The training of drivers for a modern main battle tank requires a large amount of resources. Most driver training is done in the classroom and on simulators. However, there is no substitute for the real thing. Lack of space in the driving compartment of an actual tank led to the development of a driver training tank.
In place of the turret, these vehicles were equipped with an instruction cab with sufficient space for two observing trainees seated either side of the instructor. To maintain the characteristics of the original vehicle, the turret weight was compensated for by an 8.5 tonne ballast weight. A dummy gun is attached to the front of the cabin to increase realism for the driver (though these were not fitted initially). The original Bundeswehr trainers also did not have air-conditioning.
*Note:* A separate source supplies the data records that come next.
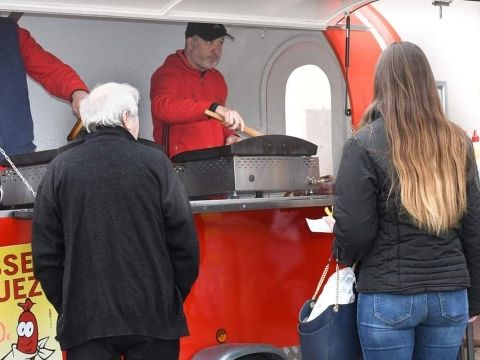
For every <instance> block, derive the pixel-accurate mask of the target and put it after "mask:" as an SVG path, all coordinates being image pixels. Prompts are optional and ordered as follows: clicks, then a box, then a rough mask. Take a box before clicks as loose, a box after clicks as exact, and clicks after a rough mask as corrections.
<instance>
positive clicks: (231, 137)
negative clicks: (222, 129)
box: [225, 135, 242, 145]
mask: <svg viewBox="0 0 480 360" xmlns="http://www.w3.org/2000/svg"><path fill="white" fill-rule="evenodd" d="M240 140H242V139H240V137H238V136H237V135H228V136H227V138H226V139H225V145H232V144H235V143H236V142H239V141H240Z"/></svg>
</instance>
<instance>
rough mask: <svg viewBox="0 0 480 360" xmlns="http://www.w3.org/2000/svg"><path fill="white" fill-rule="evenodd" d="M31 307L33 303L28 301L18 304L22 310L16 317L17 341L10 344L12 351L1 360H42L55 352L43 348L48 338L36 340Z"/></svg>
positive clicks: (27, 300)
mask: <svg viewBox="0 0 480 360" xmlns="http://www.w3.org/2000/svg"><path fill="white" fill-rule="evenodd" d="M33 305H35V303H34V302H32V300H30V299H26V300H25V302H24V303H19V304H18V306H20V307H21V308H22V309H23V312H22V313H21V314H20V316H19V317H18V325H17V335H18V340H17V343H16V344H12V350H11V351H10V352H9V353H8V354H7V355H5V356H4V357H3V358H2V359H1V360H26V359H28V360H37V359H42V360H44V359H48V358H49V357H50V356H51V355H52V354H53V353H54V352H55V350H51V349H47V348H45V345H46V343H47V341H48V337H45V338H43V339H40V340H39V339H38V324H37V318H36V317H35V315H34V314H33V313H32V312H31V311H30V309H31V308H32V306H33Z"/></svg>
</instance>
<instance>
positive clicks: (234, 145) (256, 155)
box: [172, 135, 317, 162]
mask: <svg viewBox="0 0 480 360" xmlns="http://www.w3.org/2000/svg"><path fill="white" fill-rule="evenodd" d="M316 153H317V145H315V144H313V143H311V142H309V141H306V140H303V139H299V138H296V137H293V136H288V135H263V136H257V137H252V138H249V139H245V140H242V141H239V142H237V143H234V144H232V145H225V146H217V147H211V148H207V149H199V150H192V151H185V152H183V153H180V154H177V155H175V156H174V157H173V158H172V161H173V162H187V161H197V160H207V159H216V158H221V157H229V156H233V155H241V156H312V155H315V154H316Z"/></svg>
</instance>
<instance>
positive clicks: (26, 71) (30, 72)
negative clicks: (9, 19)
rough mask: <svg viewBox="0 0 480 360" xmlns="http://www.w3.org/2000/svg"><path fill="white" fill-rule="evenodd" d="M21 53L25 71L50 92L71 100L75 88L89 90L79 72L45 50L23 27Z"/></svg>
mask: <svg viewBox="0 0 480 360" xmlns="http://www.w3.org/2000/svg"><path fill="white" fill-rule="evenodd" d="M18 31H19V32H18V35H19V41H20V53H21V55H22V58H23V62H24V65H25V71H26V72H27V74H28V75H29V76H31V77H32V78H33V79H34V80H35V81H38V82H39V83H40V84H41V85H42V86H43V87H44V88H45V89H46V90H47V91H48V92H49V93H50V94H52V95H55V96H57V97H59V98H62V99H64V100H67V101H70V96H71V95H72V93H73V92H74V91H75V90H85V91H88V88H87V85H85V83H84V82H83V81H82V79H80V77H79V76H78V74H77V73H76V72H75V71H74V70H73V69H72V68H71V67H70V66H68V65H66V64H64V63H63V62H62V61H61V60H60V59H58V58H57V57H55V56H54V55H52V54H51V53H49V52H48V51H45V50H44V49H43V48H42V47H41V46H40V45H39V44H38V43H37V42H36V41H35V39H34V38H33V37H32V36H31V35H30V32H28V31H27V30H25V29H23V28H19V29H18Z"/></svg>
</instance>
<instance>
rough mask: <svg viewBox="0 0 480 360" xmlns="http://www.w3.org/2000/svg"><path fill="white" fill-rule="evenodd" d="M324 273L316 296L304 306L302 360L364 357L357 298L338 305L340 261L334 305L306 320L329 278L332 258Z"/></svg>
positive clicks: (355, 358) (301, 325)
mask: <svg viewBox="0 0 480 360" xmlns="http://www.w3.org/2000/svg"><path fill="white" fill-rule="evenodd" d="M331 259H332V257H330V259H329V260H328V264H327V266H326V267H325V270H324V271H323V273H322V277H321V278H320V281H319V283H318V285H317V289H316V291H315V294H314V295H313V297H312V299H310V300H307V301H306V302H305V303H304V304H303V306H302V307H301V309H300V313H299V323H298V334H299V337H300V348H301V351H302V360H356V359H362V355H361V354H362V351H361V348H360V341H359V338H358V332H357V301H356V297H355V302H353V303H351V304H345V305H342V304H338V286H339V277H338V274H339V273H338V271H339V268H338V262H337V263H336V270H335V272H336V274H337V284H336V286H337V296H336V301H335V304H334V305H331V306H329V307H328V308H327V309H326V310H325V311H324V312H322V313H321V314H320V315H319V316H317V317H316V318H314V319H313V320H311V321H305V320H306V319H307V318H308V317H309V315H310V313H311V312H312V309H313V307H314V305H315V302H316V299H318V297H317V294H318V292H319V290H320V288H321V286H322V284H323V281H324V280H325V277H326V275H327V273H328V269H329V267H330V261H331Z"/></svg>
The instructor has a system which makes it possible to override the driver under instruction (seated in his normal hull position) when necessary. Most Fahrschulpanzers have their rear intercom boxes and most of the tools removed, as illustrated here with a cab on a 1A5 hull.
Similar vehicles have been used in other armies such as Australia, Belgium, Brazil, Canada, Denmark, Greece, Italy, Netherlands and Norway. All are slightly different in their equipment. For example some have dummy guns, some don~t. Likewise with air-conditioning units, which can also vary from country to country. The non-German tank hulls used with the cabs sometimes retain all of the tool clips on the hull sides (though the tools are normally removed) or hull boxes if the MBT is equipped with them.